I have an array of three floating-point values and I want to sort them in ascending order (although order of perhaps any sorting algorithm can be easily reversed). Calling std::sort seems like an overkill:
float values[3] = {...};
std::sort(values, values + 3);
You could do something like:
float sorted[3] = {min(values), values[0] + values[1] + values[2] -
min(values) - max(values), max(values)};
But that seems plain ugly. Also adding and subtracting of the numbers may change value of the middle sorted element. And it does not easily work in-place. Also interesting:
float sorted[3];
/*for(int i = 0; i < 3; ++ i) { // unroll
sorted[(values[i] > values[0]) + (values[i] > values[1]) +
(values[i] > values[2])] = values[i];
}*/ // this is broken, does not work if two or all values are equal
sorted[(values[0] > values[1]) + (values[0] > values[2])] = values[0];
sorted[(values[1] >= values[0]) + (values[1] > values[2])] = values[1];
sorted[(values[2] >= values[0]) + (values[2] >= values[1])] = values[2];
But that kind of depends on how the comparison result can be converted to an integer (probably comparison + flag load instruction). Also depends on how the compiler optimizes away comparison of each element with itself, which is not easy if you consider special floating point values. Does not work inplace either.

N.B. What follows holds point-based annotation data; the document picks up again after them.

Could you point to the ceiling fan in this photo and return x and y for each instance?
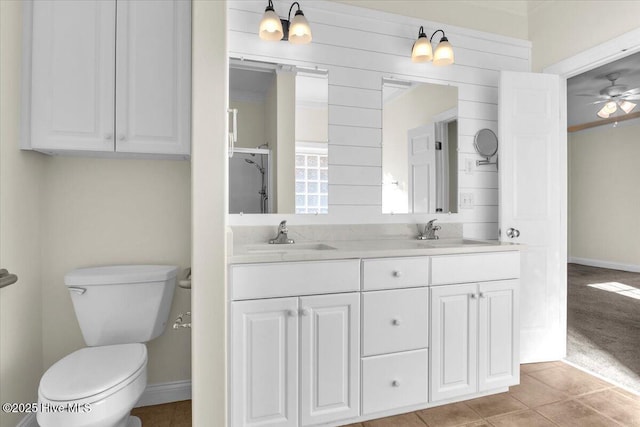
(616, 96)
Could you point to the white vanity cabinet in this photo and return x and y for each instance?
(282, 343)
(107, 76)
(395, 333)
(474, 326)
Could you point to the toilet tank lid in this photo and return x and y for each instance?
(118, 274)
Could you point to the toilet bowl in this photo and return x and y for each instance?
(118, 308)
(87, 389)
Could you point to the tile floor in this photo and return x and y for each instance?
(549, 394)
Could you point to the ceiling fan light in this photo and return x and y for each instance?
(270, 25)
(299, 30)
(422, 50)
(627, 106)
(603, 114)
(443, 54)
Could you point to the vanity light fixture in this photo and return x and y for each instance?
(273, 28)
(423, 52)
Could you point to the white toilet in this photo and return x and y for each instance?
(118, 308)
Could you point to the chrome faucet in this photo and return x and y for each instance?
(429, 232)
(282, 237)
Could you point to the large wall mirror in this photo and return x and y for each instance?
(279, 163)
(419, 147)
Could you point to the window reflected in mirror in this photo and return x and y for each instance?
(279, 162)
(420, 147)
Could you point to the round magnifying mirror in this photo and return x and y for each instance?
(486, 143)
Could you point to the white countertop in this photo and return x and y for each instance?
(346, 249)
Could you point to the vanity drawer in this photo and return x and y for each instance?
(390, 273)
(396, 320)
(475, 267)
(394, 381)
(269, 280)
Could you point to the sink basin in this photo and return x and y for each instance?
(283, 248)
(450, 243)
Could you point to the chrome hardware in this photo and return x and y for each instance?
(429, 232)
(178, 324)
(513, 233)
(282, 237)
(7, 278)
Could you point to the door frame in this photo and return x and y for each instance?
(604, 53)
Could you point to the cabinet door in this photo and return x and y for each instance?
(72, 75)
(153, 77)
(264, 362)
(330, 355)
(499, 332)
(454, 322)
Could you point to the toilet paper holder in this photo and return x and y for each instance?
(180, 323)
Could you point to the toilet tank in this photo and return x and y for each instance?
(122, 304)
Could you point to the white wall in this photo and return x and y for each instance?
(348, 43)
(21, 176)
(604, 205)
(108, 211)
(209, 212)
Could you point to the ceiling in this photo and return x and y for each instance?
(579, 108)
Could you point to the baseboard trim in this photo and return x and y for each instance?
(156, 394)
(28, 421)
(605, 264)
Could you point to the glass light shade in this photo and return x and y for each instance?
(299, 30)
(627, 106)
(270, 26)
(443, 54)
(422, 50)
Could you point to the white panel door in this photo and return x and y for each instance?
(532, 208)
(73, 75)
(264, 363)
(454, 323)
(498, 335)
(330, 357)
(153, 80)
(422, 169)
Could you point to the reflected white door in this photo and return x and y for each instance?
(533, 207)
(422, 169)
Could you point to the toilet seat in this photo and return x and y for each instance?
(93, 373)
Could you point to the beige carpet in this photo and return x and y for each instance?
(603, 331)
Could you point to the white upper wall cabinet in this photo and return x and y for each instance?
(108, 76)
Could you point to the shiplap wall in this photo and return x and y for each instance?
(359, 47)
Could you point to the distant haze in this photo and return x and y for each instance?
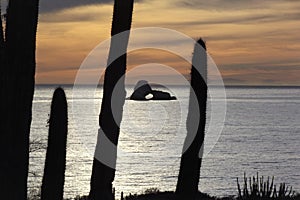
(252, 42)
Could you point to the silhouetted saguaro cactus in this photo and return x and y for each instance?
(1, 36)
(109, 122)
(54, 172)
(189, 173)
(17, 73)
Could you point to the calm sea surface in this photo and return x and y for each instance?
(261, 133)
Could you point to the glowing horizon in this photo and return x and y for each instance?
(252, 43)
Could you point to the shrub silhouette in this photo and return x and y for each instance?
(189, 173)
(109, 122)
(16, 89)
(54, 171)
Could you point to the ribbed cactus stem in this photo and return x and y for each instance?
(54, 171)
(109, 122)
(17, 73)
(189, 173)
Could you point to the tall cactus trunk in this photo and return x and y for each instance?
(1, 37)
(17, 87)
(189, 173)
(109, 122)
(54, 171)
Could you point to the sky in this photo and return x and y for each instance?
(253, 42)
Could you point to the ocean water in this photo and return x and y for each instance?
(261, 133)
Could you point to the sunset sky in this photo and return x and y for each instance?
(253, 42)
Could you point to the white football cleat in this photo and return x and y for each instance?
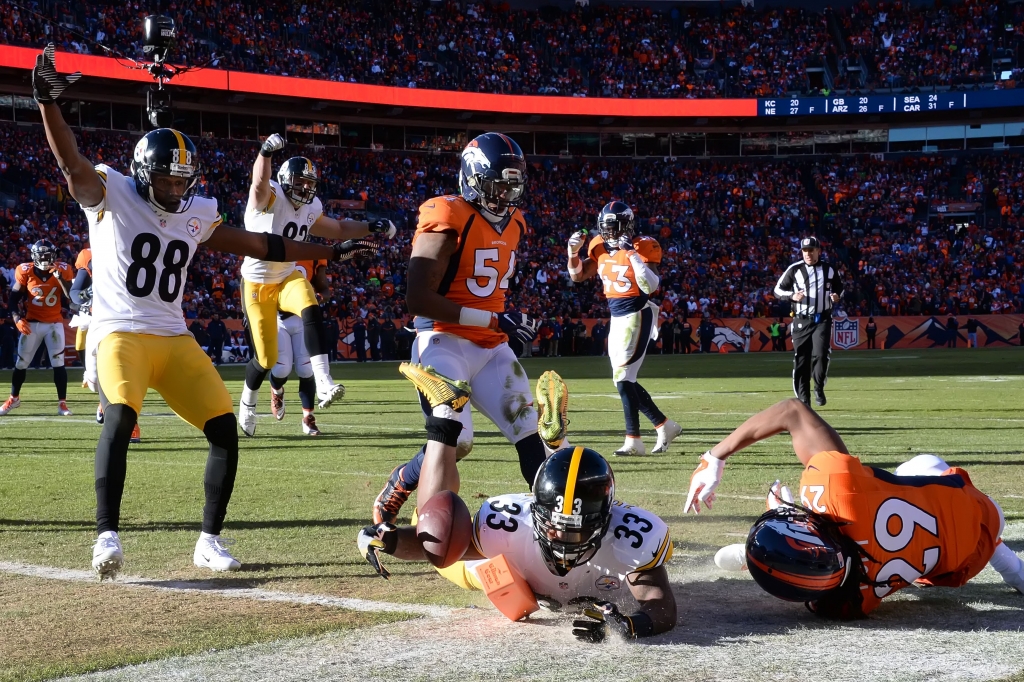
(329, 393)
(632, 448)
(666, 434)
(108, 557)
(9, 403)
(731, 557)
(211, 552)
(247, 419)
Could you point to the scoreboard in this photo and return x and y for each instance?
(894, 103)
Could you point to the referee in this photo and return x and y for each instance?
(812, 287)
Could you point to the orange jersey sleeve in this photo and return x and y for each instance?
(479, 270)
(84, 260)
(43, 303)
(929, 529)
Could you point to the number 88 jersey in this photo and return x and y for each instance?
(636, 540)
(279, 217)
(140, 258)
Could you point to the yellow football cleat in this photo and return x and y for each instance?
(437, 388)
(552, 406)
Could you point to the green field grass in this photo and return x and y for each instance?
(299, 502)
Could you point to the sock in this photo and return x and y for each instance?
(647, 406)
(631, 407)
(221, 465)
(60, 381)
(307, 392)
(112, 464)
(16, 381)
(531, 456)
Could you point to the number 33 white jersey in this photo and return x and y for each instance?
(636, 540)
(140, 258)
(279, 217)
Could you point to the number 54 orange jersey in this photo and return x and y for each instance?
(928, 529)
(479, 270)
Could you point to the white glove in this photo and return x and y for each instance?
(576, 242)
(272, 143)
(702, 483)
(778, 496)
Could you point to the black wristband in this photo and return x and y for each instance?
(642, 625)
(443, 430)
(275, 249)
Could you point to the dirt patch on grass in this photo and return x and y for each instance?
(50, 628)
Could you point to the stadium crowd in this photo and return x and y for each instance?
(728, 227)
(592, 50)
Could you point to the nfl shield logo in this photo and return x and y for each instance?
(846, 333)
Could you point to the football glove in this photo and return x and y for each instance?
(271, 144)
(47, 84)
(518, 326)
(778, 496)
(604, 617)
(702, 483)
(376, 539)
(352, 248)
(576, 242)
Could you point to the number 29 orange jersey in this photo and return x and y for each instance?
(43, 303)
(479, 270)
(616, 272)
(930, 529)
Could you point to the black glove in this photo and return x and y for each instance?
(518, 326)
(47, 84)
(353, 248)
(605, 616)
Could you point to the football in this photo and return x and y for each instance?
(444, 528)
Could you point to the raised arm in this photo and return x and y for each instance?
(83, 181)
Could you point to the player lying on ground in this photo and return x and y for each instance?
(570, 540)
(144, 228)
(860, 533)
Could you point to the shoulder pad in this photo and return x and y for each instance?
(639, 538)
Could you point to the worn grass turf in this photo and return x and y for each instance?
(299, 501)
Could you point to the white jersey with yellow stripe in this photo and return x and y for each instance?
(140, 258)
(280, 216)
(636, 540)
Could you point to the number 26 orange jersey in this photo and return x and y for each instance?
(616, 273)
(479, 270)
(43, 303)
(930, 529)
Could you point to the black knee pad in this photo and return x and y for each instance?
(222, 432)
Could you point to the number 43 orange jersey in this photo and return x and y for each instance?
(479, 270)
(43, 303)
(928, 529)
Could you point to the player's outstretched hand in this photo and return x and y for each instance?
(47, 84)
(271, 144)
(704, 482)
(576, 242)
(602, 616)
(352, 248)
(375, 539)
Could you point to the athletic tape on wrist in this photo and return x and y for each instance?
(474, 317)
(443, 430)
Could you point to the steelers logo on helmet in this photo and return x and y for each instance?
(493, 172)
(794, 556)
(166, 169)
(298, 177)
(614, 221)
(44, 254)
(573, 491)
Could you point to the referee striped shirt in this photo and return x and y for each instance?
(817, 282)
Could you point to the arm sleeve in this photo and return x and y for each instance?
(783, 288)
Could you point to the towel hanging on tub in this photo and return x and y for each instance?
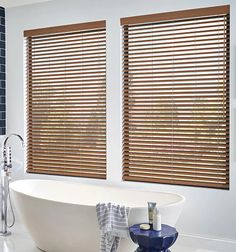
(113, 223)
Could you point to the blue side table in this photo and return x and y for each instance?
(153, 241)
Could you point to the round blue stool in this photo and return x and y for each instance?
(153, 241)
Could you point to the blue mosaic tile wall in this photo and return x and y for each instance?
(2, 73)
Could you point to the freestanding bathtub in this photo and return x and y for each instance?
(61, 217)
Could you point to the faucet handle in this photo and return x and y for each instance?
(8, 155)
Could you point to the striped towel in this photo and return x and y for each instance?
(113, 223)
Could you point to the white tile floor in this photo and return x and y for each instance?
(20, 241)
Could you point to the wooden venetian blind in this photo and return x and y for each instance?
(176, 98)
(66, 68)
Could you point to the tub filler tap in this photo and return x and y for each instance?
(5, 178)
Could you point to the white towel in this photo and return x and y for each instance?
(113, 223)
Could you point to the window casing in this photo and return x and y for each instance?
(176, 98)
(66, 89)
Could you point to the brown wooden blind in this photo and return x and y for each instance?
(66, 68)
(176, 98)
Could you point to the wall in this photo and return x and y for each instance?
(208, 212)
(2, 72)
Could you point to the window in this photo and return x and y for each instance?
(66, 69)
(176, 98)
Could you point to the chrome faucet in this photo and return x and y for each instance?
(5, 178)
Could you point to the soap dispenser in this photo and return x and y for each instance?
(156, 220)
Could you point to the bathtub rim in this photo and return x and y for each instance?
(181, 200)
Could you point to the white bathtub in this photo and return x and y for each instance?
(61, 217)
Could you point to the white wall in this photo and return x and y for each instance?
(208, 212)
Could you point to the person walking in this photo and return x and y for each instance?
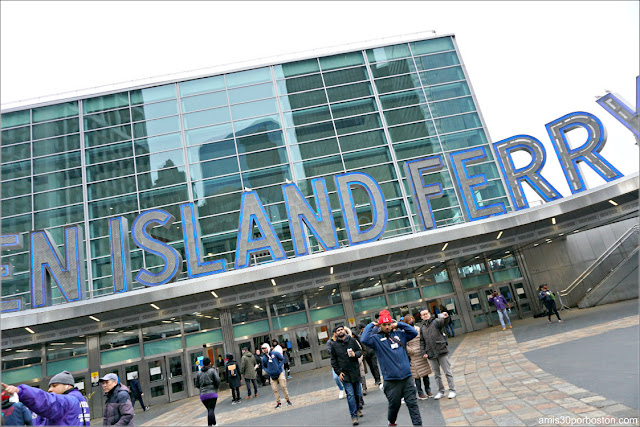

#define cswap(a,b) do { if(a > b) { float tmp = a; a = b; b = tmp; } } while(0)
cswap(values[0], values[1]);
cswap(values[1], values[2]);
cswap(values[0], values[1]);
There could be a sorting network, but i suppose that is not optimal for sorting other than powers of two of elements. Only three elements ... seems like there should be a really easy way to do it, but maybe there is none.
What would be the minimal and at the same time fast way to sort three numbers? Readability is not a concern here.
This is kind of similar to Fastest sort of fixed length 6 int array but here I would expect some short but quick code, as sorting 3 values can likely be written in fewer lines of code than a sorting loop for arbitrary number of items.
Results:
Measured on 100 billions of numbers on Intel Core i7-2620M and Windows 7. Visual Studio 2008, release, the numbers were generated with rand(), but the time spent inside was subtracted.
std::sort method: 3.510 sec
min/max method: 2.964 sec
comparison insertion: 2.091 sec (the fixed version, 2.292 for the buggy one)
sort3() by Jarod42: 1.966 sec
sorting network: 1.903 sec
In case I didn't use std::sort
, I would use:
template <typename T>
void sort3(T (&a)[3])
{
if (a[0] < a[1]) {
if (a[1] < a[2]) {
return;
} else if (a[0] < a[2]) {
std::swap(a[1], a[2]);
} else {
T tmp = std::move(a[0]);
a[0] = std::move(a[2]);
a[2] = std::move(a[1]);
a[1] = std::move(tmp);
}
} else {
if (a[0] < a[2]) {
std::swap(a[0], a[1]);
} else if (a[2] < a[1]) {
std::swap(a[0], a[2]);
} else {
T tmp = std::move(a[0]);
a[0] = std::move(a[1]);
a[1] = std::move(a[2]);
a[2] = std::move(tmp);
}
}
}
There are only 6 possible permutations, so you could just write a bunch of nested conditions to get all the possibilities. See, e.g., here. On the other hand, something simple but more general like insertion sort is efficient for small arrays. Insertion sort is also used as an optimization for sorting smaller arrays in quicksort. So you'd expect it to be used in std::sort
.
Indeed, I just debugged into std::sort
and that uses insertion sort for smaller arrays on my implementation (VC++2012). If the size of the array was known to be 3 at compile time it is a fair bet that the generated code would be fairly optimal. I would therefore stick with std::sort
unless there is a very strong reason to optimize.